Federated Learning for Bank Statement Parsing
As the prevalence of Machine Learning (ML) systems in our day-to-day products rises, so does the need for ensuring data privacy. There is some data that we may not feel comfortable sending to an external server. Another problem is that the service provider itself may not want to bear the responsibility that comes with keeping this data. At the same time, we still want to be able to use this data to train ML models.
To solve the problem of ensuring privacy, we can use a technique called federated learning. The idea is simple: The client doesn't send the data to the server, instead the model comes to the client!
We used this method to solve the task of extracting transactions from German bank statements. Users pass in their scanned bank statements and get out the transactions e.g. as a CSV file.
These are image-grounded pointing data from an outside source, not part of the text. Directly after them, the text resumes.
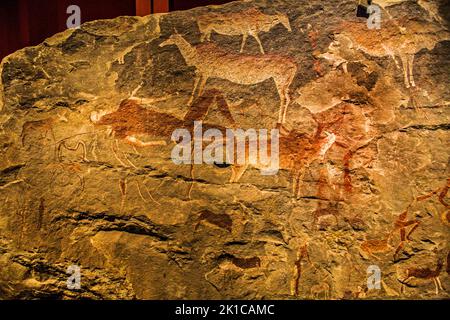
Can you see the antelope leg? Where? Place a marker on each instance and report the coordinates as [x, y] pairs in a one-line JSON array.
[[197, 81], [255, 35], [237, 172], [202, 86], [244, 41], [439, 283]]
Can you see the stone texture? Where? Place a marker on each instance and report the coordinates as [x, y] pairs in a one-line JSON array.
[[86, 180]]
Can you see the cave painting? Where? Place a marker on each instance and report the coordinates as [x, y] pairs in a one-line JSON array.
[[424, 273], [211, 61], [246, 23], [297, 151], [402, 225], [391, 41]]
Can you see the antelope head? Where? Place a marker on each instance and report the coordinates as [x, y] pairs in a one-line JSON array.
[[284, 20]]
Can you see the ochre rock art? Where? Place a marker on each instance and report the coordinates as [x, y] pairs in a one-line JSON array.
[[87, 176], [211, 61]]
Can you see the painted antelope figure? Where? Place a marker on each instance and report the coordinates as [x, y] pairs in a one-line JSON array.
[[212, 62], [132, 120], [297, 151], [425, 274], [246, 23]]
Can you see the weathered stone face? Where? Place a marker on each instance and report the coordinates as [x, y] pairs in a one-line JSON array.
[[86, 176]]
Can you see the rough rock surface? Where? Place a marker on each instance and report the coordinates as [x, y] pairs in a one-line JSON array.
[[85, 178]]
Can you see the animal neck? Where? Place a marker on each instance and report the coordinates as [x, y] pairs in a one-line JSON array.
[[187, 50]]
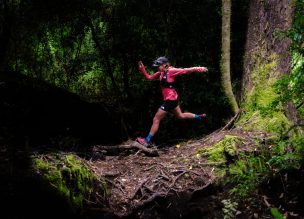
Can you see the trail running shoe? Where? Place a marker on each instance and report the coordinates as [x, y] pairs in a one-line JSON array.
[[142, 141], [202, 116]]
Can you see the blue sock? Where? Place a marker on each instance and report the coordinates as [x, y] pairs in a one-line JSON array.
[[148, 138], [197, 117]]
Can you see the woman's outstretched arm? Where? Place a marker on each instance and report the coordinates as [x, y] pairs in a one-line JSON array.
[[179, 71], [143, 70]]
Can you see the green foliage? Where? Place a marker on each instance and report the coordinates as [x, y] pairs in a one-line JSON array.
[[229, 208], [248, 172], [217, 152], [261, 111], [68, 176], [276, 214], [291, 87]]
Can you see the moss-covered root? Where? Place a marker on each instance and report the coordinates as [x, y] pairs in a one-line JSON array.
[[68, 175], [222, 149]]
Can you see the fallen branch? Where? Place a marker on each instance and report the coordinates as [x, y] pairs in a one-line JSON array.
[[130, 145]]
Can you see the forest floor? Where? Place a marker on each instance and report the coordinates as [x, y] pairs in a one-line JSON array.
[[178, 183]]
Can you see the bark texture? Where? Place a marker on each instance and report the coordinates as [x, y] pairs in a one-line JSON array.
[[225, 61], [267, 19]]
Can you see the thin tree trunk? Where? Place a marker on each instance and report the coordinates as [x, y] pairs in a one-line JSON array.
[[225, 60]]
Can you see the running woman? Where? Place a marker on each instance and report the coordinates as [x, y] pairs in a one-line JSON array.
[[166, 75]]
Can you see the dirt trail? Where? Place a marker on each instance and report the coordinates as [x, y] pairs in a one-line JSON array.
[[136, 179]]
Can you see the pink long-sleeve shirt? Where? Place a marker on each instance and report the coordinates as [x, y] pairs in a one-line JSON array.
[[169, 93]]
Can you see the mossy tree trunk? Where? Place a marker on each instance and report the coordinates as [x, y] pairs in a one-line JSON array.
[[267, 50], [225, 60]]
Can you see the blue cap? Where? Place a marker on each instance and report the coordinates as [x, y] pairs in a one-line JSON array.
[[160, 61]]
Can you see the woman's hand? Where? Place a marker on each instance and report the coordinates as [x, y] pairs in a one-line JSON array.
[[140, 65], [200, 69]]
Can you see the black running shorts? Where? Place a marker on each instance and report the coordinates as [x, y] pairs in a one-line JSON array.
[[169, 105]]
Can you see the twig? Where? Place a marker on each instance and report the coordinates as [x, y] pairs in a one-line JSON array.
[[138, 188], [230, 123]]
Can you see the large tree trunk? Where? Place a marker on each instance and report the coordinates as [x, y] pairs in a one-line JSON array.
[[266, 44], [266, 20], [225, 61]]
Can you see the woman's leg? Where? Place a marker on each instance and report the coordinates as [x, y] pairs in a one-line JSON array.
[[180, 115]]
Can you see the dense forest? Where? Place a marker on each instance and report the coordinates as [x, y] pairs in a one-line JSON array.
[[72, 101]]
This is clearly highly sensitive data that should not be given away easily.
Since this is part of a desktop application, another reason for using this technique is that the functionality is also available offline.
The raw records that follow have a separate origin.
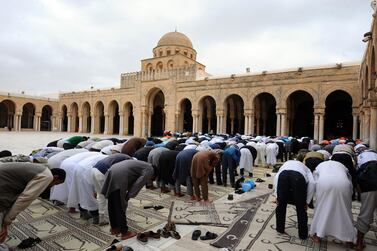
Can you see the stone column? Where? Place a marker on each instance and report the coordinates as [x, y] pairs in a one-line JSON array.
[[316, 126], [373, 127], [80, 123], [278, 124], [106, 129], [354, 126], [283, 123], [367, 125], [321, 126], [121, 123]]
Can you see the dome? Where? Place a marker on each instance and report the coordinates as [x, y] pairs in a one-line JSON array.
[[174, 38]]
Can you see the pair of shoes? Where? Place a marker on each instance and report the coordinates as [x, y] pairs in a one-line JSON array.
[[28, 243], [208, 236], [128, 235], [165, 190], [143, 237]]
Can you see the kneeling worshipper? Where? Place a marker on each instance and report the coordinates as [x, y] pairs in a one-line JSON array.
[[124, 181], [332, 213], [367, 181], [293, 184], [181, 173], [99, 171], [202, 164], [81, 192], [20, 185]]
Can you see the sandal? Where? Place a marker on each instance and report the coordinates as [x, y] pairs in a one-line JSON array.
[[195, 235], [208, 236]]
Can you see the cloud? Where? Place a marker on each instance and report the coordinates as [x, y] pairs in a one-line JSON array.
[[50, 46]]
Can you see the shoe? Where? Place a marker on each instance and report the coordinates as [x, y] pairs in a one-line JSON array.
[[208, 236], [102, 220], [128, 235], [195, 235], [165, 190]]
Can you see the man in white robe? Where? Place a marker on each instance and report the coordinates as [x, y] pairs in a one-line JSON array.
[[82, 189], [272, 150], [332, 213]]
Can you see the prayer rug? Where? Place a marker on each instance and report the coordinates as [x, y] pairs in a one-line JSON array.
[[56, 228], [256, 231]]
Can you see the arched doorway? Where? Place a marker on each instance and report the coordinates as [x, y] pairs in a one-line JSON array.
[[235, 118], [128, 119], [338, 115], [99, 118], [7, 111], [64, 122], [74, 124], [27, 119], [46, 124], [113, 117], [185, 116], [86, 118], [157, 114], [265, 114], [300, 113], [207, 115]]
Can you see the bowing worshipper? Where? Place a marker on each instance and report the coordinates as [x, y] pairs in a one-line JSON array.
[[166, 168], [123, 181], [272, 150], [367, 181], [293, 184], [217, 169], [20, 185], [154, 160], [229, 161], [58, 191], [261, 157], [99, 171], [69, 165], [142, 153], [332, 213], [132, 145], [81, 194], [202, 164], [181, 173], [246, 161], [345, 155]]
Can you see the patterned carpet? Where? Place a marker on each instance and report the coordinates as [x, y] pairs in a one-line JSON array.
[[256, 231]]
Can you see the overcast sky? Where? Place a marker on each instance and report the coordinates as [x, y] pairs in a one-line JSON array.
[[47, 46]]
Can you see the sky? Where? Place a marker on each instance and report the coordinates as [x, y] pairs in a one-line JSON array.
[[51, 46]]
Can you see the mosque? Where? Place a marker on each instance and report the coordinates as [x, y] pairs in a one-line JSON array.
[[172, 91]]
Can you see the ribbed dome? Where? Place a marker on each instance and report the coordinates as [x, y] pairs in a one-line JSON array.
[[175, 38]]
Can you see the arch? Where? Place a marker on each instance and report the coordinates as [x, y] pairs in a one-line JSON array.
[[185, 116], [7, 113], [27, 118], [338, 115], [114, 119], [170, 64], [265, 114], [207, 115], [46, 122], [300, 114], [129, 119], [64, 118], [74, 117], [159, 66], [234, 112], [86, 117], [99, 117]]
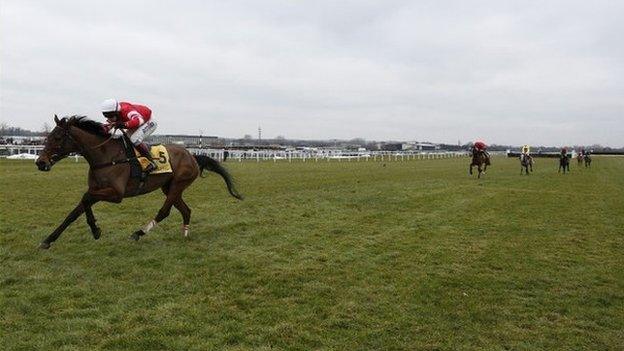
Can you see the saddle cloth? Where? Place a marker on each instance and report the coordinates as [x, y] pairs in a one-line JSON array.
[[161, 158]]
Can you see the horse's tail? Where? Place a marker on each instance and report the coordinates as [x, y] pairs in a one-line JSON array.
[[212, 165]]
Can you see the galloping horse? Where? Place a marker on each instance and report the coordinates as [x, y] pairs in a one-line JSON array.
[[587, 159], [481, 160], [110, 173], [564, 163], [526, 163]]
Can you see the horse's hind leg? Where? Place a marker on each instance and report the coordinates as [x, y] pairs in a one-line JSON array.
[[174, 193], [87, 202], [71, 217], [186, 215]]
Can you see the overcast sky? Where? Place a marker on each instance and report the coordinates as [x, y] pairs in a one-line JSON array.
[[537, 72]]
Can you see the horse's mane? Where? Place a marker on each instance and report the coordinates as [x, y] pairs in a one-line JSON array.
[[88, 125]]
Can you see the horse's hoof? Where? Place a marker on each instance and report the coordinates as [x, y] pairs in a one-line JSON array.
[[96, 233], [137, 235]]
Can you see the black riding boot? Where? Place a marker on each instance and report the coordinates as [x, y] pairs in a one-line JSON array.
[[144, 151]]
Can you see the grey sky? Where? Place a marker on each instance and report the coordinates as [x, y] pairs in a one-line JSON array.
[[538, 72]]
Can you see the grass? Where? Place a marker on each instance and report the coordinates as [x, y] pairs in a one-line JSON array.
[[329, 256]]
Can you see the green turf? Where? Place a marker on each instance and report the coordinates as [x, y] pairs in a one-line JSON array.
[[331, 256]]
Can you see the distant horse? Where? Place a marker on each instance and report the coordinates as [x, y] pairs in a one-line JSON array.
[[587, 159], [564, 163], [110, 173], [526, 163], [481, 160]]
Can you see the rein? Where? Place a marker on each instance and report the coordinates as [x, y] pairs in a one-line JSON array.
[[105, 164]]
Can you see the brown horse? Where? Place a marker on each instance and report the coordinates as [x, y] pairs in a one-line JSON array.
[[481, 160], [587, 159], [526, 163], [564, 163], [110, 173]]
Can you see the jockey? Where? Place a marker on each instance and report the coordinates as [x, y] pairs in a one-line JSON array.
[[137, 119], [479, 145], [526, 150]]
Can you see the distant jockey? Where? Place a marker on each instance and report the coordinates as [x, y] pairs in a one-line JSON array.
[[526, 150], [479, 146], [137, 119]]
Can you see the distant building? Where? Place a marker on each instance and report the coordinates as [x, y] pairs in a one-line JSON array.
[[418, 146], [186, 140]]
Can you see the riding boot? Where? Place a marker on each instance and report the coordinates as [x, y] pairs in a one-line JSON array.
[[144, 151]]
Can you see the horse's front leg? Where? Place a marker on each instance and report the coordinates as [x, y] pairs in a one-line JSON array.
[[71, 217]]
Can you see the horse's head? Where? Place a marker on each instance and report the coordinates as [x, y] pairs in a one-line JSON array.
[[58, 144]]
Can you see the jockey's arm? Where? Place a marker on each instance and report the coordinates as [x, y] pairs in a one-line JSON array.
[[135, 119]]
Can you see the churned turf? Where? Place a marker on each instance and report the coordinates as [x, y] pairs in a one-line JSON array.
[[322, 255]]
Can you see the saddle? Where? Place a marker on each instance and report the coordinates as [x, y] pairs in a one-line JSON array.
[[138, 163]]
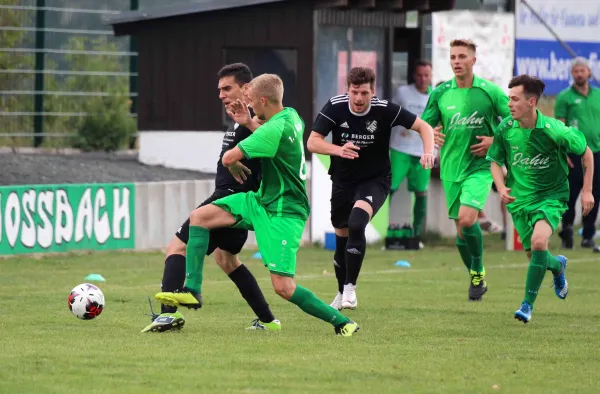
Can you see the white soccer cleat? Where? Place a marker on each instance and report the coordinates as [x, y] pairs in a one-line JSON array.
[[337, 302], [349, 300]]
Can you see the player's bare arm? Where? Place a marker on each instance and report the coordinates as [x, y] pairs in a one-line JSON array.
[[426, 133], [587, 199], [239, 112], [498, 176], [482, 147], [316, 144], [232, 160]]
The Role of Federated Learning in Bank Statement Parsing
In this case study, federated learning enabled us to offer a secure and efficient solution without compromising on usability or privacy. Traditional approaches to bank statement parsing would typically involve uploading the scanned document to a centralized server where the machine learning model processes it. However, with federated learning, the model itself is sent to the user's device where it is trained locally. This ensures that no sensitive financial data ever leaves the user's device.